Fruit from the volcano

Katherine Donnelly

Katherine Donnelly

See Naples and die, they say. I have another take on that: taste some of the wines from that region and enjoy a little heaven on earth. Campania may not spring off the tongue like Chianti, but it is the home of some of Italy's finest, going back to the days of the Roman Empire.

And if the torrid heat of southern Italy doesn't inspire images of fine wine, it is at the cooler altitudes in volcanic soils (remember, this is Vesuvius country) that it yields its treasures, now also benefiting from investment and innovative winemaking.

A brief introduction to some of its most notable grape varieties may be necessary because, suddenly, more of them are making their way on to Irish shelves.
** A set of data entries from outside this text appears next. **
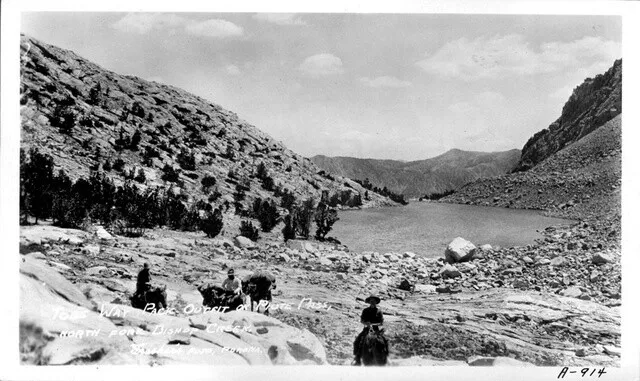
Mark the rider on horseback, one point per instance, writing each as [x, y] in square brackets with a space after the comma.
[371, 317]
[232, 284]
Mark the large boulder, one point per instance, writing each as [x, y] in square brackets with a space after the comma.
[41, 234]
[449, 271]
[244, 242]
[459, 250]
[496, 361]
[59, 325]
[601, 258]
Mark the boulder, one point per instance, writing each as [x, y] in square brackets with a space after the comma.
[93, 250]
[572, 292]
[43, 273]
[406, 285]
[296, 244]
[449, 271]
[459, 250]
[601, 258]
[422, 361]
[612, 350]
[243, 242]
[284, 257]
[426, 288]
[102, 234]
[497, 361]
[40, 234]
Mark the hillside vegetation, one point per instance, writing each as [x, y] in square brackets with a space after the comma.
[422, 177]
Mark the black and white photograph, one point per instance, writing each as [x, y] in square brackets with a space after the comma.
[337, 190]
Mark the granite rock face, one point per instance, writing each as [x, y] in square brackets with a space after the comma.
[596, 101]
[108, 112]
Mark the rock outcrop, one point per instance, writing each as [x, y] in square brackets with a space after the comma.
[581, 181]
[415, 179]
[88, 118]
[544, 304]
[59, 325]
[596, 101]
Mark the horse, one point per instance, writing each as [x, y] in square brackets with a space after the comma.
[374, 348]
[154, 297]
[216, 296]
[258, 287]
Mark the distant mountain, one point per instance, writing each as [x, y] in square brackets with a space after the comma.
[596, 101]
[582, 180]
[572, 169]
[417, 178]
[91, 119]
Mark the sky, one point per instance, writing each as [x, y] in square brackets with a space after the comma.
[384, 86]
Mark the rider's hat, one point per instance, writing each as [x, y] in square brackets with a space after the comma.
[372, 299]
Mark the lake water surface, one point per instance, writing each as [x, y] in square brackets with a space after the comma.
[425, 228]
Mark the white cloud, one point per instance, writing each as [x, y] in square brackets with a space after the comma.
[461, 108]
[232, 70]
[563, 93]
[215, 28]
[280, 18]
[511, 55]
[384, 81]
[156, 79]
[145, 22]
[321, 65]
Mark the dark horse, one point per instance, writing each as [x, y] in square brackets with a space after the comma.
[374, 348]
[150, 300]
[216, 296]
[258, 287]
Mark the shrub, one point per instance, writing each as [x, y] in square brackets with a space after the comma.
[187, 160]
[36, 176]
[288, 200]
[135, 140]
[212, 224]
[302, 218]
[140, 177]
[170, 174]
[137, 110]
[248, 230]
[118, 165]
[95, 94]
[207, 183]
[267, 214]
[63, 117]
[289, 230]
[324, 217]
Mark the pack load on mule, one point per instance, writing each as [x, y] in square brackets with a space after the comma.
[227, 295]
[148, 297]
[258, 287]
[370, 346]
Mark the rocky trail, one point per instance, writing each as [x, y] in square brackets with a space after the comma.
[543, 304]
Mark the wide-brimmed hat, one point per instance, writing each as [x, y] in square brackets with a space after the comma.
[372, 299]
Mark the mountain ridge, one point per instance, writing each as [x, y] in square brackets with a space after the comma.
[89, 119]
[416, 178]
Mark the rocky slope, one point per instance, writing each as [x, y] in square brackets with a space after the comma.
[417, 178]
[594, 102]
[553, 303]
[581, 181]
[85, 116]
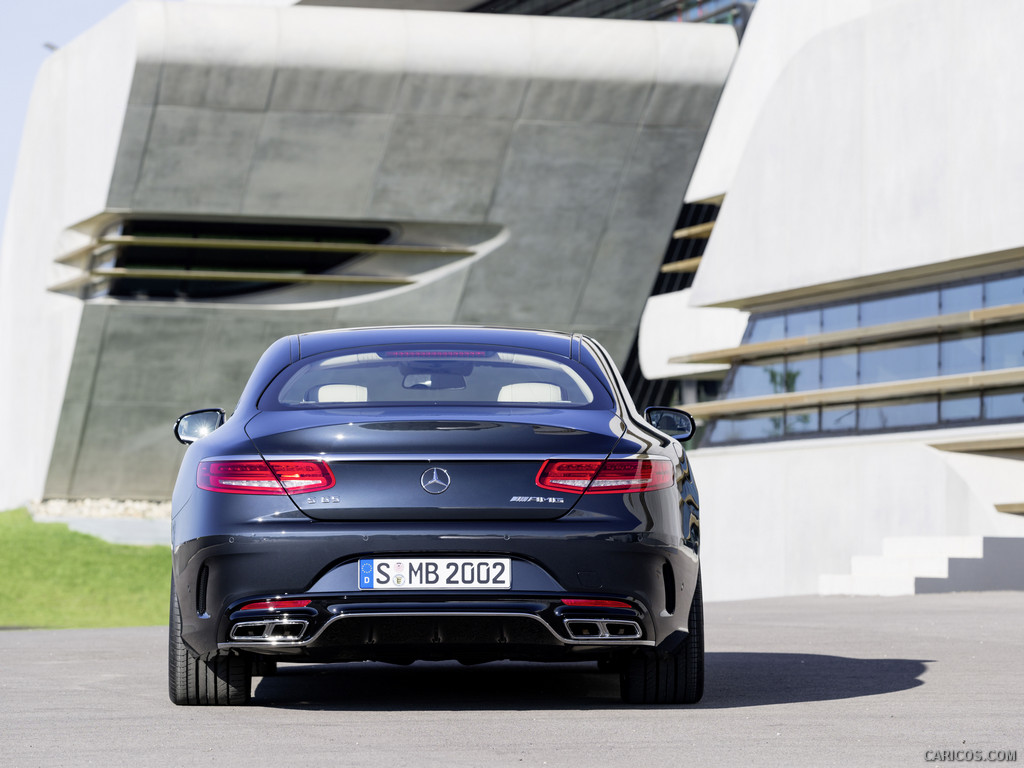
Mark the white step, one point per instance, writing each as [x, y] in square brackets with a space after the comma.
[937, 567]
[865, 584]
[933, 546]
[903, 560]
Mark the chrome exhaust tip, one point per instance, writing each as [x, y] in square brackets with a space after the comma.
[269, 630]
[602, 629]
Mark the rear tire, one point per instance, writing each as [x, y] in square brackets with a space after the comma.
[675, 678]
[224, 678]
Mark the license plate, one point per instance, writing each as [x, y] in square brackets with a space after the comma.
[436, 573]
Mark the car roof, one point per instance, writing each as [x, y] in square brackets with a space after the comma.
[327, 341]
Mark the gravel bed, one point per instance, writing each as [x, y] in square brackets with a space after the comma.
[100, 508]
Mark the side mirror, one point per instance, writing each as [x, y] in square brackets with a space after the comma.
[196, 424]
[672, 421]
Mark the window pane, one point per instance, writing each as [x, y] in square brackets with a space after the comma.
[894, 414]
[839, 418]
[766, 329]
[898, 361]
[1007, 403]
[1005, 348]
[803, 324]
[961, 354]
[754, 427]
[962, 298]
[764, 377]
[896, 308]
[804, 420]
[961, 407]
[1005, 291]
[803, 373]
[841, 317]
[839, 368]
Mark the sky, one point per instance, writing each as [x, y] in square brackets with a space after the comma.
[27, 29]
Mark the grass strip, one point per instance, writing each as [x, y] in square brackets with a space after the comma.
[51, 577]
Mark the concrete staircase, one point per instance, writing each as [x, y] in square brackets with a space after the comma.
[910, 565]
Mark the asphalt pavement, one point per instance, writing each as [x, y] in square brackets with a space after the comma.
[792, 682]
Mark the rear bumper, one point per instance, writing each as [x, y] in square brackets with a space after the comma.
[216, 576]
[538, 627]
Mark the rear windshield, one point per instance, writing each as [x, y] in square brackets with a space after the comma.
[443, 375]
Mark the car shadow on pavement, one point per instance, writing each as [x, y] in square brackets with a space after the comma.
[732, 680]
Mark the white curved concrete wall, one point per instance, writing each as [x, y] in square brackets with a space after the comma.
[670, 327]
[776, 32]
[70, 145]
[888, 142]
[526, 125]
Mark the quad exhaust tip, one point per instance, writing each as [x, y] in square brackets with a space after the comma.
[269, 630]
[601, 629]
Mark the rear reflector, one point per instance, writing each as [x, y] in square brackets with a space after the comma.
[275, 604]
[580, 603]
[264, 478]
[613, 476]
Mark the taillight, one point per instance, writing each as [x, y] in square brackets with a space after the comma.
[264, 478]
[612, 476]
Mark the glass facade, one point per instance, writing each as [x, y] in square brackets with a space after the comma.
[924, 302]
[922, 355]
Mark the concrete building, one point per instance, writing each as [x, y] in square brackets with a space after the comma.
[198, 179]
[862, 288]
[841, 303]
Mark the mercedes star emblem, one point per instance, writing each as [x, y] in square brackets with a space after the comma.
[435, 480]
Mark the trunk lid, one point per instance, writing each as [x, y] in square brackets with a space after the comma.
[450, 466]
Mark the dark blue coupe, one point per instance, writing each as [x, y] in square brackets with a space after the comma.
[407, 494]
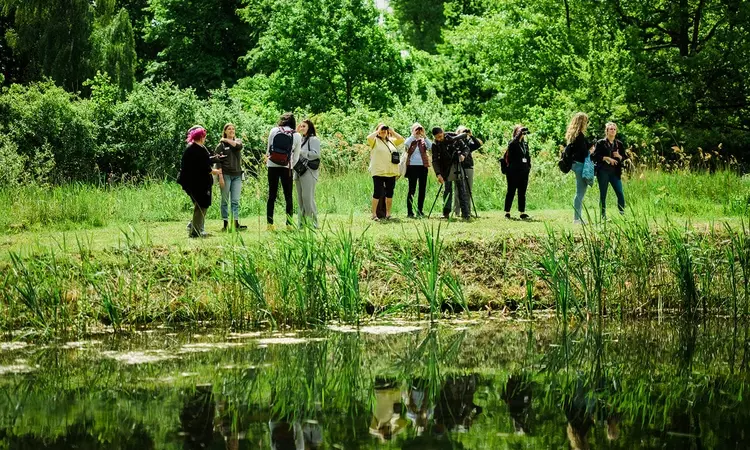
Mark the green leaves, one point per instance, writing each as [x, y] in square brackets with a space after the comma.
[325, 54]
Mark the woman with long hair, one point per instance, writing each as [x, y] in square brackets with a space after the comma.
[282, 152]
[196, 178]
[609, 155]
[231, 171]
[578, 149]
[383, 143]
[519, 167]
[306, 182]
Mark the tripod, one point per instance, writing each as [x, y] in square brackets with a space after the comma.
[467, 186]
[460, 178]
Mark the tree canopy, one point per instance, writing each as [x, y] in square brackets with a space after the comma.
[665, 69]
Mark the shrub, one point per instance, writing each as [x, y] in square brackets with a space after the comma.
[43, 116]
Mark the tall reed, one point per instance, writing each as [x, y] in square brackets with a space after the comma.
[347, 261]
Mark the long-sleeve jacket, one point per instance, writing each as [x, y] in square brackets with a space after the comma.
[519, 157]
[416, 150]
[195, 174]
[603, 149]
[231, 164]
[578, 149]
[297, 143]
[380, 156]
[472, 144]
[447, 151]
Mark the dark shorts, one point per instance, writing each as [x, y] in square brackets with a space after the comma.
[383, 187]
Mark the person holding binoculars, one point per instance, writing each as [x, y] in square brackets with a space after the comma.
[384, 159]
[518, 163]
[417, 165]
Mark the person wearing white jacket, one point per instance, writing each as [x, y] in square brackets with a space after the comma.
[310, 151]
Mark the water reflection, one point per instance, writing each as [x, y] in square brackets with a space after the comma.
[644, 385]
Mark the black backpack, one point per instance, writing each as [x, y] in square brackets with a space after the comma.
[566, 161]
[281, 147]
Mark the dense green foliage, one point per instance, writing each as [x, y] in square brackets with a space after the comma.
[672, 74]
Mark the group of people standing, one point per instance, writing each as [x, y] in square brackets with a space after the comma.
[451, 160]
[293, 158]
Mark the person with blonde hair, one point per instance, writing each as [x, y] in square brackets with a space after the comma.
[578, 150]
[231, 172]
[609, 154]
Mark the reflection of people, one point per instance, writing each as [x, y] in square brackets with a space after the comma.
[386, 414]
[455, 409]
[581, 410]
[197, 418]
[286, 436]
[418, 410]
[517, 396]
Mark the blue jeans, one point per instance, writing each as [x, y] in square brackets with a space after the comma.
[605, 178]
[231, 192]
[581, 188]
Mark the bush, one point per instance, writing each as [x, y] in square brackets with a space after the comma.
[41, 118]
[11, 163]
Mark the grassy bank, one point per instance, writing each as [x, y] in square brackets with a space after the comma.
[619, 269]
[649, 192]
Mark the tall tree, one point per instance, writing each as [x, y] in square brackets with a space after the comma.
[51, 38]
[421, 22]
[200, 43]
[141, 18]
[328, 53]
[114, 44]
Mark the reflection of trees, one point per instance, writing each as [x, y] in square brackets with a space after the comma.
[662, 384]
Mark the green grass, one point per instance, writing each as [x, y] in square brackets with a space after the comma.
[120, 256]
[76, 206]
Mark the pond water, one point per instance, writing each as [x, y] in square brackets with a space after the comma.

There is Aglianico, an emperor of a red, and a trio of aristocratic whites: Greco di Tufo, Fiano and Falanghina.

Aglianico's firm structure and concentrated dark fruit makes it one of Italy's best grapes. It performs particularly well in the Taurasi area, so much so that when produced there it has DOCG status, the highest designation in Italy's wine hierarchy. It can age really well, but may also be enjoyed young.

Greco di Tufo has a peaches and almond quality, and the volcanic soils in the Tufo area impart a minerality that makes it the perfect match with the milky mozzarella cheese.

Did you know that the premium buffalo mozzarella is also a native of Campania?

According to Antonio Capaldo, president of the Feudi di San Gregorio winery, a driving force in Campania's wine renaissance, Greco "washes" the mouth after milky dishes and raw fish. He describes Fiano as the most structured and complex varietal of the region, making wines that can age for 10-15 years, and a good choice with pastas, fish and spicy food.

It is best around Avellino, marrying the minerality of the soil with softer and sweeter elements, such as honey, apricot/peach, white and yellow flowers and roses. "In other words," says Antonio, "it is a tribute to our overall ecosystem."

Fiano name comes from Latin apiano, so called because the bees prefer it for its sweetness.

Then there's the less serious, but hugely enjoyable, Falanghina, whose floral, fruity notes have made it a hit with the young set in Italy. Increasingly, they are turning to it in preference to Pinot Grigio.

Star wine

Antolini Valpolicella Classico 2008 — from northern Italy, light bodied and fresh with a nice lingering aftertaste, its raspy, berry fruit and plum flavours and classic Valpolicella bite went down a treat with pizza. 12.5pc alc. €10.17.

Available from winesdirect.ie. Tel: 1890 579 579 (minimum order six bottles).